Judge Tomas Norstrom is a member of the Swedish Copyright Association and sits on the board of Swedish Association for the Protection of Industrial Property.
But the judge has told Swedish Radio: "These activities do not constitute a conflict of interest."
Sweden's Court of Appeal would rule on a possible retrial, the lawyers said.
Frederik Neij, Gottfrid Svartholm Warg, Carl Lundstrom and Peter Sunde were found guilty of breaking copyright law on 17 April 2009 and sentenced to a year in jail.
The four were also ordered to pay $4.5m (£3m) in damages to a number of entertainment companies, including Warner Bros, Sony Music Entertainment.
Peter Althin, who represents The Pirate Bay (TPB) spokesman Peter Sunde, said it was for the appeal courts to decide if there was to be a retrial, as it emerged the judge and lawyers for the entertainment industry were members of the copyright association.
"In the autumn I received information that a lay judge could have similar connections. I sent these to the court and the judge was excluded in order to prevent a conflict of interest. It would have been reasonable to then review this situation as well," Althin told Sveriges Radio.
Speaking to the BBC, Sven-Erik Alhem - a former senior attorney in Sweden - said the judge had made an error of judgement, but a retrial was unlikely.
"The judge should have told the parties of his other engagements. Had he done that then they could make a decision on whether they wanted him as a judge in their case.
Peter Sunde said he could not and would not pay his fine
"I'm not sure the superior court could say that this was unfair, but had he been open then it wouldn't have been an issue," he said.
Rick Falkvinge, leader of the Swedish Pirate Party, told the BBC the judge had made an "unforgiveable" decision.
"This is corruption and judicial decay at an unforgiveable level.
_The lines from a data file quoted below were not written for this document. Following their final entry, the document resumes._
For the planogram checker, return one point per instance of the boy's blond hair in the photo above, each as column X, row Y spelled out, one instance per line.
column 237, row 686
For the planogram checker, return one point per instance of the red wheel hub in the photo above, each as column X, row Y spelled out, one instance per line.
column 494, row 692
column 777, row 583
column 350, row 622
"The judge in one of Sweden's most high profile cases ever is also a member of an interest organisation for one side and associates with the prosecution trial lawyers in his free time? That is inexcusable corruption," said Mr Falkvinge.
The Pirate Bay file-sharing website was set up in 2003 by anti-copyright organisation Piratbyran, but for the past five years it has been run by individuals.
Millions of files are exchanged using the service every day.